4.3.3. Inwieweit schließlich die Angabe "Hautverträglich klinisch getestet" unzulässig sein soll, ist schließlich überhaupt nicht ersichtlich. Entgegen der Auffassung der belangten Behörde gilt das Verbot des § 9 LMG für Kosmetika gemäß § 26 Abs. 2 LMG nämlich nicht absolut, sondern bloß mit der Maßgabe, daß Hinweise auf Krankengeschichten, ärztliche Empfehlungen oder Gutachten im Zusammenhang mit Kosmetika nur dann unzulässig sind, wenn diese einen irreführenden Charakter haben.
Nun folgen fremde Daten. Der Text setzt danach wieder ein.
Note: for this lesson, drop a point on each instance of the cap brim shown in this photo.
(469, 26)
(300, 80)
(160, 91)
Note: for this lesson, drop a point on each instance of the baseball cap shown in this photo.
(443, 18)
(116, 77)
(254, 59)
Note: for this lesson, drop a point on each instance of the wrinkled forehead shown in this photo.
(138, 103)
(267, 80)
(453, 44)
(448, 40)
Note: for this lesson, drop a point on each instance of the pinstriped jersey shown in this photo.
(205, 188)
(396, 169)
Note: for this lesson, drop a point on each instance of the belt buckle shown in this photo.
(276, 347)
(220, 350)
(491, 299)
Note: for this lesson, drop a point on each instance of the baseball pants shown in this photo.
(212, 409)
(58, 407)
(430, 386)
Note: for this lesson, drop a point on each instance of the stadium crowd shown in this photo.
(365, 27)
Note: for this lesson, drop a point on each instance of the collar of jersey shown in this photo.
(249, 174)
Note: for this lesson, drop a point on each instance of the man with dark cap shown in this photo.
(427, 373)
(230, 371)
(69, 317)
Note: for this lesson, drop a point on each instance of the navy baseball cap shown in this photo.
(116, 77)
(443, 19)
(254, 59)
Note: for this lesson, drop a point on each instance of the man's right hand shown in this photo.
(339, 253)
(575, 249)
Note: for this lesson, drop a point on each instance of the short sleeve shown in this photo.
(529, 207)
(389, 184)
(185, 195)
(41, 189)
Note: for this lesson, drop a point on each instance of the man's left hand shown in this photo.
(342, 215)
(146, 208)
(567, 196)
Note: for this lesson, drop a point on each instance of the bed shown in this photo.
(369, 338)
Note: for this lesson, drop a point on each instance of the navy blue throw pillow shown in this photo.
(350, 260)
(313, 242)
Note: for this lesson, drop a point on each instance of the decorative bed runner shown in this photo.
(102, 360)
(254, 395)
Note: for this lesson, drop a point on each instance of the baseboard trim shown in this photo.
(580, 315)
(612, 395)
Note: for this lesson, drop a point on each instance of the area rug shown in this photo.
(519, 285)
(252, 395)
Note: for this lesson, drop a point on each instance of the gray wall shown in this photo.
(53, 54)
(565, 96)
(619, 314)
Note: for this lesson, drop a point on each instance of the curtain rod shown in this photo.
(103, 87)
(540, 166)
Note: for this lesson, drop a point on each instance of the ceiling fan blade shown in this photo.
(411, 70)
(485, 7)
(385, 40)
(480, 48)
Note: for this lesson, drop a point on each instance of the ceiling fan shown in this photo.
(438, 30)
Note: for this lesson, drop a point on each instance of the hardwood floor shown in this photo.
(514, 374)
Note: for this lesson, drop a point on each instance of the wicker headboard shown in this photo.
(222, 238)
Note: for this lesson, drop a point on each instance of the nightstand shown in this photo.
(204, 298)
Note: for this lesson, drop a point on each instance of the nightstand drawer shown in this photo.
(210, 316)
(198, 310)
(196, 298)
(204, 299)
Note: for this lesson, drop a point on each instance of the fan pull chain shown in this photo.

Da aber die Angabe "Hautverträglichkeit klinisch getestet" weder einen Hinweis auf eine Krankengeschichte noch auf eine ärztliche Empfehlung noch auf ein Gutachten enthält, sondern nur besagt, daß entsprechende Tests - deren Ergebnis offen bleibt - durchgeführt wurden, fehlt es schon insoweit an der Tatbestandsmäßigkeit, ohne daß der Frage nachgegangen werden mußte, ob diese Angabe irreführend ist.

4.4. Handelte es sich damit aber im vorliegenden Fall im Ergebnis aus den genannten Gründen nicht um eine Falschbezeichnung iSd § 74 Abs. 1 LMG, so war das angefochtene Straferkenntnis mangels Tatbestandsmäßigkeit des Verhaltens des Beschwerdeführers aufzuheben.

5. Bei diesem Verfahrensergebnis hatte gemäß § 64 Abs. 1 bis 3 VStG auch die Vorschreibung eines Kostenbeitrages zum Strafverfahren in I. Instanz und zum Berufungsverfahren vor dem unabhängigen Verwaltungssenat sowie die Auferlegung des Ersatzes der Barauslagen für die Untersuchungskosten zu unterbleiben.

Rechtsmittelbelehrung:

Gegen diesen Bescheid ist kein ordentliches Rechtsmittel zulässig.

H i n w e i s :

Gegen diesen Bescheid kann von den Parteien des Verfahrens (§ 51d VStG) innerhalb von sechs Wochen ab Zustellung eine Beschwerde an den Verwaltungsgerichtshof oder an den Verfassungsgerichtshof erhoben werden; diese muß - von gesetzlichen Ausnahmen abgesehen - jeweils von einem Rechtsanwalt unterschrieben sein.